If people start behaving in this way, we will soon create a totally different kind of life. You fall in love with a woman – have you ever asked why you have fallen in love with a certain woman when there are so many women around? You never ask. Perhaps she reminds you of your mother? Perhaps the way she walks reminds you of your mother, and you loved your mother so much that the same love is revived again.
Before becoming a fool and falling in love, make a little analysis of what you are doing and why you are doing it. Perhaps that will save great misery in the world.
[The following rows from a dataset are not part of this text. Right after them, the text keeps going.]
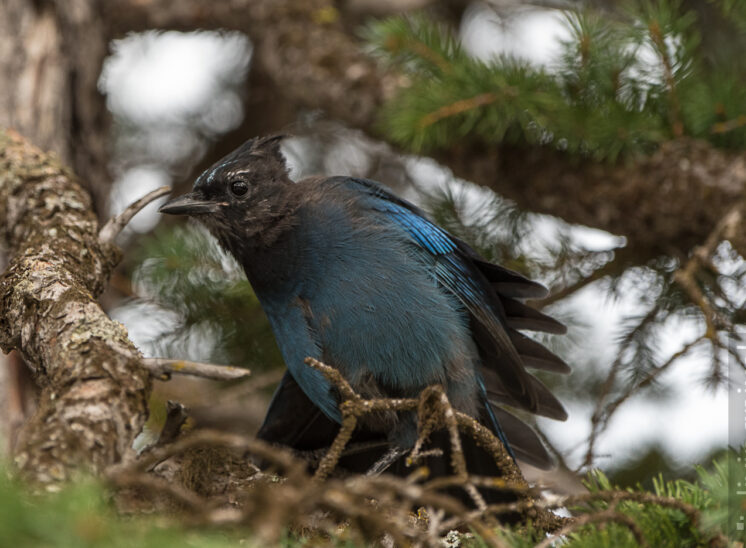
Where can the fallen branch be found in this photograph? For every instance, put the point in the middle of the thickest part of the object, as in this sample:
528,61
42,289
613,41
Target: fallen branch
94,389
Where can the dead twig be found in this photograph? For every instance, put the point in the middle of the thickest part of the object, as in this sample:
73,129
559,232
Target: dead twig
163,368
116,224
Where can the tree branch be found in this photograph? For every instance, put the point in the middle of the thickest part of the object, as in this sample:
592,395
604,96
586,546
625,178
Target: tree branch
94,387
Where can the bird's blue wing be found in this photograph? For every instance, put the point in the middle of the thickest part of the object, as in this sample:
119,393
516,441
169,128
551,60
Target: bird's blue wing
455,269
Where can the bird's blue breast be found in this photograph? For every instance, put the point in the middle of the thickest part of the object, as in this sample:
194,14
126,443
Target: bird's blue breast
371,304
376,306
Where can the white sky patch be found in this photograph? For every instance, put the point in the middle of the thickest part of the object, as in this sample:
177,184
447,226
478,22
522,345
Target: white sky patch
532,34
157,77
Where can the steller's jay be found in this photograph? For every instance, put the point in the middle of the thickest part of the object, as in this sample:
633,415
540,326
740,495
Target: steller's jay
358,278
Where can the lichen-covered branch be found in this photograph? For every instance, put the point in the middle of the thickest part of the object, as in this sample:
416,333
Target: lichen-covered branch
94,387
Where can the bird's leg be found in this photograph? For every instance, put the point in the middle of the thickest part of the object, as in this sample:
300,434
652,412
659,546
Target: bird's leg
386,460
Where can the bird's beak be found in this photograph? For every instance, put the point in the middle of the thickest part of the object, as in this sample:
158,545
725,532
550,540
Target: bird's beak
189,204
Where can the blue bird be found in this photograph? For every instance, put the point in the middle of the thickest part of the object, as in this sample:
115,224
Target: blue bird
352,275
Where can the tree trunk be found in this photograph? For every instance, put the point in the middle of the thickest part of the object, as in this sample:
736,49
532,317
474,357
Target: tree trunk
94,388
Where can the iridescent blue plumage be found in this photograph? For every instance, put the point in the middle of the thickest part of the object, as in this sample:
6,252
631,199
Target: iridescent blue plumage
350,274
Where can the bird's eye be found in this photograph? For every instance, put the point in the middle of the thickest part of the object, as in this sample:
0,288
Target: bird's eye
239,188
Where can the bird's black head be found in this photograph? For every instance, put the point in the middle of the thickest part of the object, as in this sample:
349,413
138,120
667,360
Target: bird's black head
240,194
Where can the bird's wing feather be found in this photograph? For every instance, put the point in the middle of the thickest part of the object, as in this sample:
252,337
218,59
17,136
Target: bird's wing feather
474,282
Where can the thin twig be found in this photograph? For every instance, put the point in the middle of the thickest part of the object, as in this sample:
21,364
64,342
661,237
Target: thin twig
163,368
116,224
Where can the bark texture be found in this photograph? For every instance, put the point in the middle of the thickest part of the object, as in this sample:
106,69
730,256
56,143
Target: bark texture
50,60
94,386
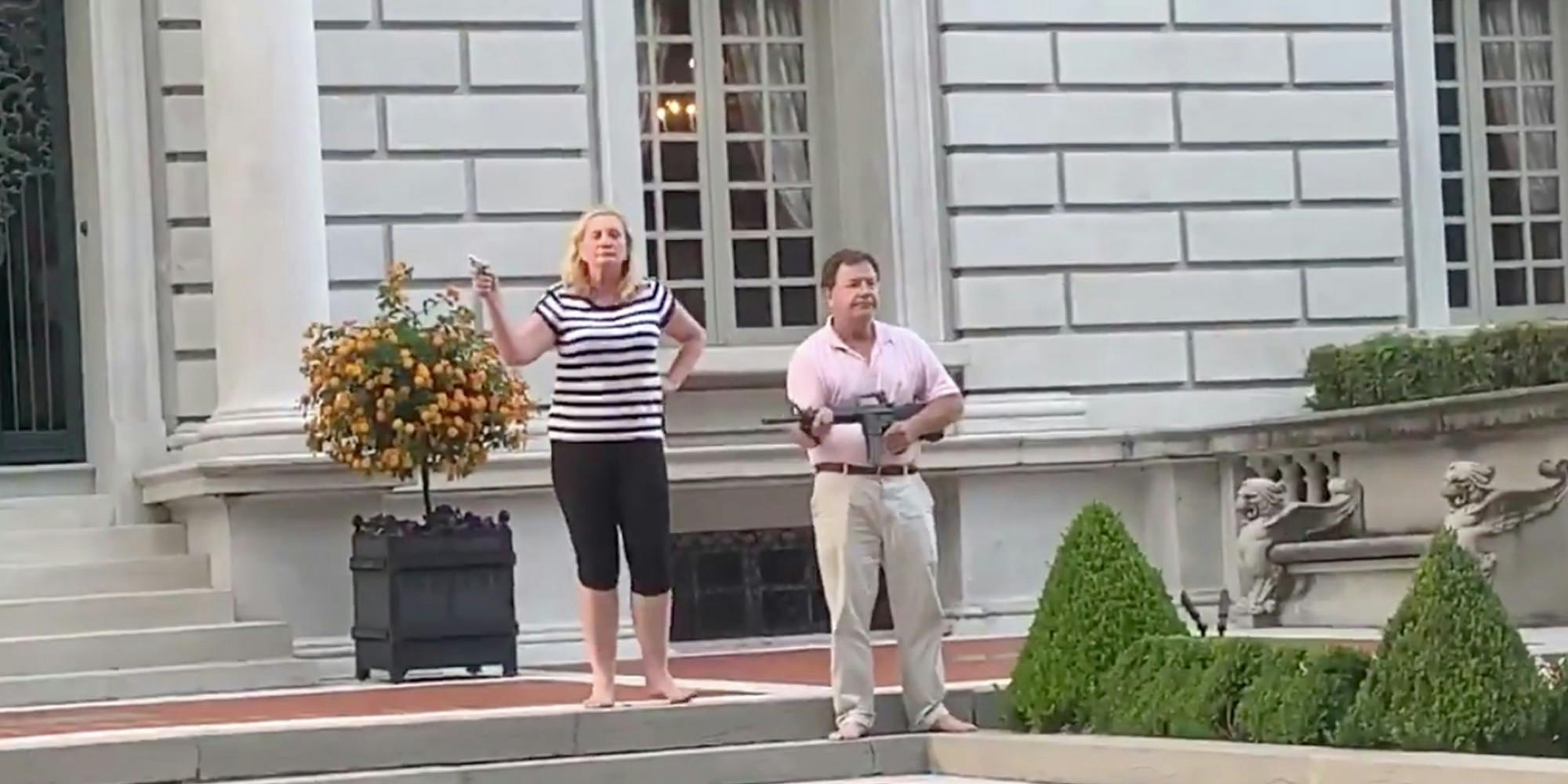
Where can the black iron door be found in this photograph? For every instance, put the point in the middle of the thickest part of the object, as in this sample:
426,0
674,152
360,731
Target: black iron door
40,330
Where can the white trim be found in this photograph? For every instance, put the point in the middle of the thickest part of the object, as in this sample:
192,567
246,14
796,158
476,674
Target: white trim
612,29
123,401
1429,297
915,165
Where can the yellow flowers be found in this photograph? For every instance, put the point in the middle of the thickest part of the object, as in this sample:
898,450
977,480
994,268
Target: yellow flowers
413,391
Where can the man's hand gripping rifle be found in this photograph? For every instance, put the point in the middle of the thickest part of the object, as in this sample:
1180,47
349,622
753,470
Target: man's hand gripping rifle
874,421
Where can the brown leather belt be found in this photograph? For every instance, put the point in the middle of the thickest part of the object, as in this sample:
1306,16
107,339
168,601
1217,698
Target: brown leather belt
866,471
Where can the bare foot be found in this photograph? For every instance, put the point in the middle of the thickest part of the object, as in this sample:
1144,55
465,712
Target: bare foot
670,691
603,695
951,724
851,730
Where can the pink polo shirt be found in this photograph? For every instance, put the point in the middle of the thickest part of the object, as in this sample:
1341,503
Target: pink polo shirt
827,372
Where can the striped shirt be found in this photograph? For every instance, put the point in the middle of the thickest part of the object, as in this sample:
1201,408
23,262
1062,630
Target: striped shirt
608,382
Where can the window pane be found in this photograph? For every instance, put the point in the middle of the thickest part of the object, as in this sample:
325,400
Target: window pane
1448,106
673,18
799,305
1504,197
1448,64
1459,288
1542,147
786,65
1497,18
739,18
680,161
1498,64
1539,107
1545,197
1511,288
677,65
1536,60
695,302
1503,107
1503,151
742,65
749,209
753,308
744,112
1508,242
686,260
1548,285
791,162
789,114
1454,242
785,18
746,162
683,212
1454,198
796,258
1536,18
752,260
794,209
1547,241
1453,153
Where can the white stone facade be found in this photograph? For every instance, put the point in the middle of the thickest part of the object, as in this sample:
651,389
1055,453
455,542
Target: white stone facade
1106,216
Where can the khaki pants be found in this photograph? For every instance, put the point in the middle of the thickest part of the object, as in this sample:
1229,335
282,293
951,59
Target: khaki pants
863,523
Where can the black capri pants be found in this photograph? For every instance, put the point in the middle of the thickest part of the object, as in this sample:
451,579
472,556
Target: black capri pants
615,488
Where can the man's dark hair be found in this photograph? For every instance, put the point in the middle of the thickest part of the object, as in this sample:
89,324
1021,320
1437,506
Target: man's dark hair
846,258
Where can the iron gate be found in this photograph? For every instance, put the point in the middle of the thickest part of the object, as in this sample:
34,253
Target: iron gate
40,341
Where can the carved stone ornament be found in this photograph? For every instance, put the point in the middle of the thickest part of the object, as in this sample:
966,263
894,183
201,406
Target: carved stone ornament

Unconsciously, without understanding your inner sleeping desires, your tendencies, you fall in love with a woman, but you don’t know – you will not be able to love her, because she is not your mother. And as you come closer, you will see, “My God, she is not my mother.” And naturally, that woman has not married a son; she has married a husband. She cannot behave the way your mother may have behaved.
She may be expecting you to behave like her father whom she loved. And some trait in you – and those traits may be very small, very simple: perhaps your mustache is exactly the same – and that’s enough, it triggers the memory of the father who is no more. She has fallen in love with you, but not with you. If before acting people try to understand that whatever they are doing must have a reason within themselves, and that the other is not obliged to fulfill it…The woman may have the same hairdo; that does not mean she is the same kind of person. And if you love the hairdo you can purchase one from a shop which deals in wigs, made just exactly according to your mother – worship it, love it. That will be more sane because that wig will not hurt you, will not demand things which your mother has never demanded. But a new woman, where the only similarity is the hairdo, is not going to fulfill your desires. You are searching for a mother.